Lithium is a highly effective medication used primarily as a mood stabilizer for conditions like bipolar disorder, helping to manage acute episodes and prevent future recurrence of symptoms. It also helps reduce the risk of suicidal thoughts and behaviors. However, lithium has a narrow therapeutic window; the effective concentration is very close to the toxic concentration. This small margin requires routine and careful monitoring of the lithium level in the bloodstream for patient safety and treatment success.
Establishing the Initial Monitoring Schedule
The frequency of testing is highest when a person first begins lithium treatment or whenever the dosage is changed. After starting the medication, the first serum lithium level test is typically scheduled five to seven days later. This waiting period allows the drug to reach a steady-state concentration, where the amount taken in equals the amount eliminated. Testing continues at a high frequency, often weekly, until the desired therapeutic level is achieved and remains stable.
All monitoring during this phase must be a “trough level,” representing the lowest concentration of the drug in the blood during a dosing interval. To ensure accuracy, the blood sample must be drawn exactly 12 hours after the last dose was taken. This specific timing provides the most reliable measure for determining the correct dosage and prevents misleading results.
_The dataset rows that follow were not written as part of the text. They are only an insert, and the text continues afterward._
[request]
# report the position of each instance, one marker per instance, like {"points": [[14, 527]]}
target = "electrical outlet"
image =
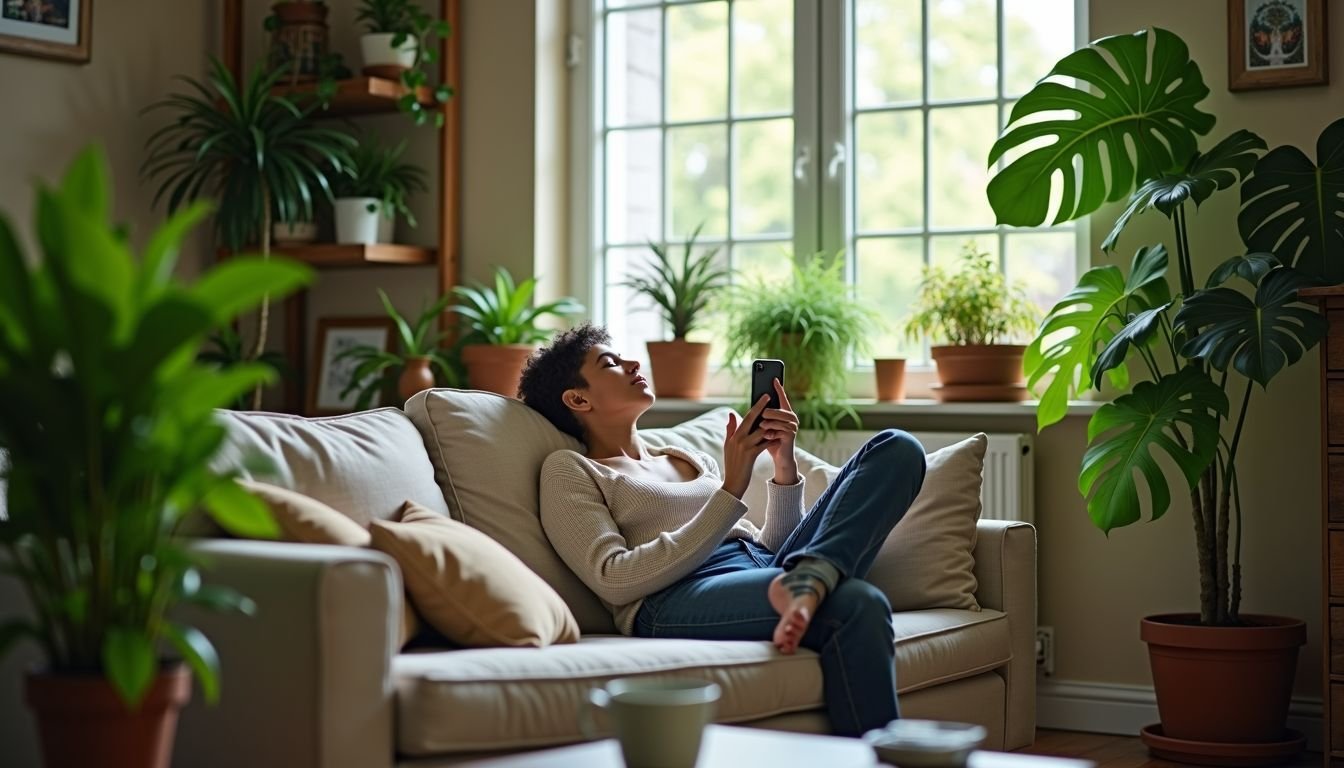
{"points": [[1046, 650]]}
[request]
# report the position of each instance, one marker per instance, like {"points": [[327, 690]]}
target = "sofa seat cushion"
{"points": [[514, 698]]}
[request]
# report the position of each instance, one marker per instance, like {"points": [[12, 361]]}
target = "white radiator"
{"points": [[1005, 491]]}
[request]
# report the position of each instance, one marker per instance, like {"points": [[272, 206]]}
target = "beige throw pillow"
{"points": [[471, 588]]}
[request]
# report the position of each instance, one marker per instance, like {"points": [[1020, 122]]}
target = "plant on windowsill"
{"points": [[682, 291], [812, 322], [109, 425], [973, 314], [1226, 335], [410, 369], [501, 330]]}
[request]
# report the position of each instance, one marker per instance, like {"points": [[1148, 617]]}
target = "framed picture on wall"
{"points": [[50, 28], [1276, 43], [331, 373]]}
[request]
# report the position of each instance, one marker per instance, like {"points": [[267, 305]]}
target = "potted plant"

Routine Long-Term Maintenance Testing
Once a patient is stable on a consistent dose and has achieved a steady-state therapeutic level, the monitoring frequency can be reduced. For most compliant patients showing no signs of instability, the standard recommendation is to check the lithium level every three months for the first year.
After the first year of stability, monitoring frequency is often extended, with levels typically checked every six months. However, certain factors require a patient to remain on a more frequent three-month schedule:
- Advanced age.
- The presence of other medical conditions.
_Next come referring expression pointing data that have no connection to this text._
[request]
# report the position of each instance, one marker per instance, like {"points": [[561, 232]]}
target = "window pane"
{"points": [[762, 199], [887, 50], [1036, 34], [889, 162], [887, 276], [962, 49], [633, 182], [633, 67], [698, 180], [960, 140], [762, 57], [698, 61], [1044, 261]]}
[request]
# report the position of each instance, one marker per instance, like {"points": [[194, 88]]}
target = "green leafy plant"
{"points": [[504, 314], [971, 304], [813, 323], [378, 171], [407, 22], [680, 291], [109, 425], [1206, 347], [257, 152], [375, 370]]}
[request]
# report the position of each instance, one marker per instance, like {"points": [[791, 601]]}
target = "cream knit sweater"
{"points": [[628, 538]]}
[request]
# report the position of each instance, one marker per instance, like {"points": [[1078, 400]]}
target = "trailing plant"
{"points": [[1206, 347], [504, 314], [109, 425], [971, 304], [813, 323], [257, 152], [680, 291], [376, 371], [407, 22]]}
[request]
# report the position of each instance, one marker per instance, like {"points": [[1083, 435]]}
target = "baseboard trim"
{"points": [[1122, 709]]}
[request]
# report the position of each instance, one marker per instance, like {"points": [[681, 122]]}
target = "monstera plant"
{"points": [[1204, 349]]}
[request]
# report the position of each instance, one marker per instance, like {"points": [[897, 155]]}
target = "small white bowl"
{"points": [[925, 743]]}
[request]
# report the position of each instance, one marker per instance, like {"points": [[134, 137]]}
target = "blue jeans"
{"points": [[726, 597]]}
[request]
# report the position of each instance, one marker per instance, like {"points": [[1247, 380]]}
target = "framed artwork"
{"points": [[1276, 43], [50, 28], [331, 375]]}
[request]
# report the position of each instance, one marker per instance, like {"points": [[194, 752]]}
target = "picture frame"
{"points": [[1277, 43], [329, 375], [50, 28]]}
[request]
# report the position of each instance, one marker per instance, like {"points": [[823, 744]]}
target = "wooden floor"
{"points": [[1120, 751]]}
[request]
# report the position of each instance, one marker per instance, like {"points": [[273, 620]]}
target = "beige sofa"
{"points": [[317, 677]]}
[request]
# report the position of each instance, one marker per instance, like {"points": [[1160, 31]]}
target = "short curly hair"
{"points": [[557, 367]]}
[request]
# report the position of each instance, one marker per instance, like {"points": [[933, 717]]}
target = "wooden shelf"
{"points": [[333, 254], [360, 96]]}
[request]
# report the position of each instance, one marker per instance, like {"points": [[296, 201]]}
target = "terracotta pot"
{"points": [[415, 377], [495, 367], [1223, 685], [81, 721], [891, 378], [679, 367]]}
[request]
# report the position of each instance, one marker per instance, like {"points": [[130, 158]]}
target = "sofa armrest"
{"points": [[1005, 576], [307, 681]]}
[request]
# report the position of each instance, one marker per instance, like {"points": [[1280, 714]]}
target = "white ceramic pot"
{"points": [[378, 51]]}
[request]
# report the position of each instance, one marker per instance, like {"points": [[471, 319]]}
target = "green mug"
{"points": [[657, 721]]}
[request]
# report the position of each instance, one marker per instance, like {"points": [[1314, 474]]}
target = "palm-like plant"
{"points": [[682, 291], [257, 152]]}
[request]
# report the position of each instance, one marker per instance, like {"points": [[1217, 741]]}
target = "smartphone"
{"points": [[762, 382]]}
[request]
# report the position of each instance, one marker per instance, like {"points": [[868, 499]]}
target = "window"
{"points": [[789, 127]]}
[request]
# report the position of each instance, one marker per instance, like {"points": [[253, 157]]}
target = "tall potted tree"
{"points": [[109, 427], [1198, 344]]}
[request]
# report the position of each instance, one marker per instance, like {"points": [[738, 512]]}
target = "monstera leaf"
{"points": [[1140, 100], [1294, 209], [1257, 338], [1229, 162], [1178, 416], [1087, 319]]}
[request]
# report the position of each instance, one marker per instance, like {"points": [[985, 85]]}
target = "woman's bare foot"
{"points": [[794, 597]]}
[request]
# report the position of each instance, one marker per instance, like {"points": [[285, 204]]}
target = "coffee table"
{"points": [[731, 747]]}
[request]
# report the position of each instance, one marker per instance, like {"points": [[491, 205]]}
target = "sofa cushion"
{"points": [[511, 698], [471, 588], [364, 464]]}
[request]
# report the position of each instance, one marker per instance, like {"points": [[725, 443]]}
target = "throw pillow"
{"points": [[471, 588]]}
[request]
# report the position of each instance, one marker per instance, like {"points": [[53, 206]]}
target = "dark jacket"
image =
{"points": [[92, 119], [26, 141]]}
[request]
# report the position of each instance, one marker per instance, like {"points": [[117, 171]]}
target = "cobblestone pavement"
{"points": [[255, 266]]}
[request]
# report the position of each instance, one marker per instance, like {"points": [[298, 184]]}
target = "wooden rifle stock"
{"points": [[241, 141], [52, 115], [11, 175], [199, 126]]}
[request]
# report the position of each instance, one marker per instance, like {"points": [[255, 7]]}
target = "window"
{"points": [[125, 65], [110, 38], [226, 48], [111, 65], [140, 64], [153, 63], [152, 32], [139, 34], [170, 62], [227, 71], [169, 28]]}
- Taking other medications known to interact with lithium.
- Indication of poor adherence.
- A history of prior instability.
Urgent Testing Due to Acute Changes
The planned schedule must be immediately abandoned if specific health changes or symptoms develop, prompting the need for urgent, unscheduled testing. The most serious trigger is the appearance of signs of potential lithium toxicity, which include:
- Severe nausea.
- Persistent vomiting or diarrhea.
- A coarse hand tremor.
- Confusion.
- Lack of coordination.
Any significant, acute change in a patient’s health status also requires urgent monitoring because lithium is excreted through the kidneys. Conditions causing dehydration, such as a severe flu, stomach illness, or high fever, reduce the body’s ability to clear lithium. When less fluid is available, the lithium concentration in the blood rises quickly, raising the risk of toxicity.
Furthermore, starting or stopping certain medications necessitates an immediate level check, as they can alter how the body processes lithium. Common interacting drug classes include non-steroidal anti-inflammatory drugs (NSAIDs), diuretics, and some blood pressure medications like ACE inhibitors. In any of these acute situations, the patient must contact their healthcare provider right away, as testing may be required within 24 hours to prevent a medical emergency.
Interpreting the Test Results and Concurrent Checks
The results from a lithium blood test provide a snapshot of the drug concentration, measured in milliequivalents per liter (mEq/L) or millimoles per liter (mmol/L). The generally accepted therapeutic range for maintenance treatment is between 0.6 and 1.2 mEq/L. Maintaining levels within this window balances efficacy with minimizing adverse effects.
Levels above 1.5 mEq/L indicate a significant risk of intoxication, with severe toxicity likely at concentrations exceeding 2.0 mEq/L. Because lithium can affect other organ systems over time, concurrent checks of kidney and thyroid function are mandatory.
Long-term lithium use is associated with potential changes to these organs. Kidney function is checked using tests for creatinine and blood urea nitrogen (BUN), while thyroid function is checked via a thyroid-stimulating hormone (TSH) test. These concurrent function tests are typically performed every six months to a year, and are a mandatory part of the overall safety protocol.